TOKYO: Rental platforms like Airbnb are hoping for a boost from a new law coming into force next month in Japan ahead of an expected surge in demand for the 2020 Olympics, but experts warn it could actually hamper business in the short term.

Currently anyone renting out a room risks falling foul of the law but short-term rentals will be legalised on June 15, clearing up a legal grey area.

But the new law also introduces fresh restrictions, dismaying many who rent out rooms to tourists via Airbnb or similar platforms.

Would-be renters will have to register their lodgings with the authorities and the new law limits total overnight stays to 180 days per year.

The new legislation allows local authorities to impose their own restrictions too.

The tourist-magnet of Kyoto, for example, has said it will only permit rentals in residential areas between mid-January and mid-March, the low season for tourist arrivals.

Jake Wilczynski, Airbnb spokesman for Asia-Pacific, told AFP the new laws are a “clear sign that Japan is buying in to the idea of short-term rentals for individuals”.

But many have cancelled reservations or simply taken their lodgings off the platform.

“Under the new law, Airbnb hosts will not be able to accommodate guests as easily as before. I hope this doesn’t put the bar too high for us,” 41-year-old Nobuhide Kaneda, who rents out a room in Tokyo, told AFP.

On an Airbnb discussion forum, an Australian host identifying herself as Narelle wrote: “I am … becoming frustrated that no one knows what is required.
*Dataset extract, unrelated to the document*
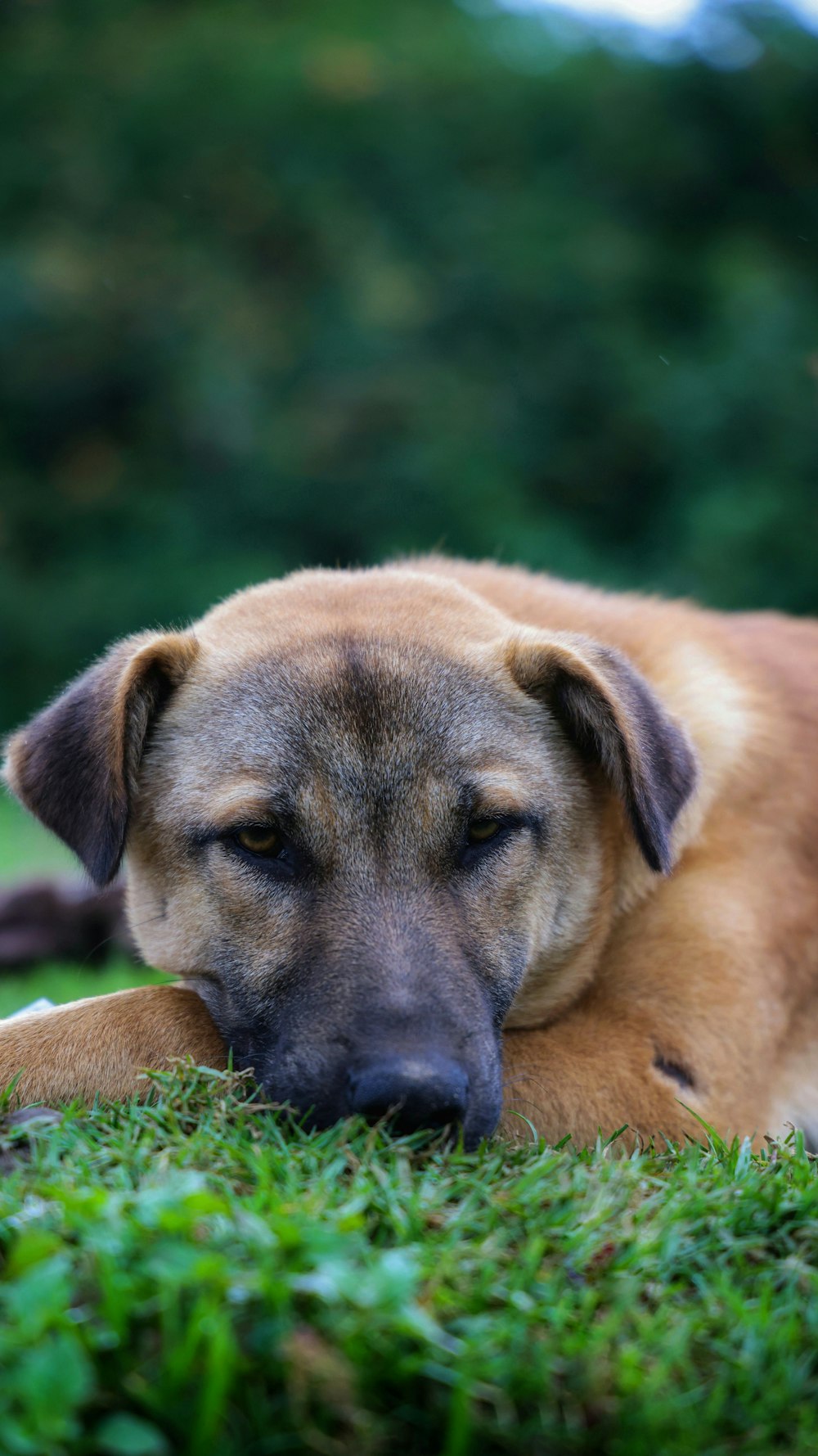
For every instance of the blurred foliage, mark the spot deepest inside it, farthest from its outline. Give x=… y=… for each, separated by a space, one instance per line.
x=321 y=283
I also feel the three-month time frame to organise a notification number is unrealistic.”

Airbnb does not say how many properties on its platform already comply with the new laws but does not deny there have been some teething problems.

Wilczynski said the firm was “in the process of discussing the issue with the Japanese Tourism Agency”.

“We are waiting for instructions,” said the spokesman for Airbnb, which has informed its members of the legal changes.

Despite the new restrictions, there is a huge potential market for short-term rentals as the country gears up for Tokyo 2020 and the Rugby World Cup the previous year.

Airbnb rentals have boomed in recent years, driven by an increase in tourism and a surprising lack of hotel infrastructure.

With around 60,000 listings, Airbnb dominates the Japanese vacation rental market, even though it lags far behind many countries in Europe – France, for example, has 450,000 listings.

And demand is poised to rise as Japan targets an influx of 40 million visitors in 2020 when it hosts the Summer Olympics – up from 29 million last year.

Yasuhiro Kamiyama, CEO of Hyakusenrenma, a local firm that manages 2,000 private rentals, said the new law will begin to “normalise Japan’s Airbnb market”.

He hopes to have 30,000 rental properties on his books by 2020.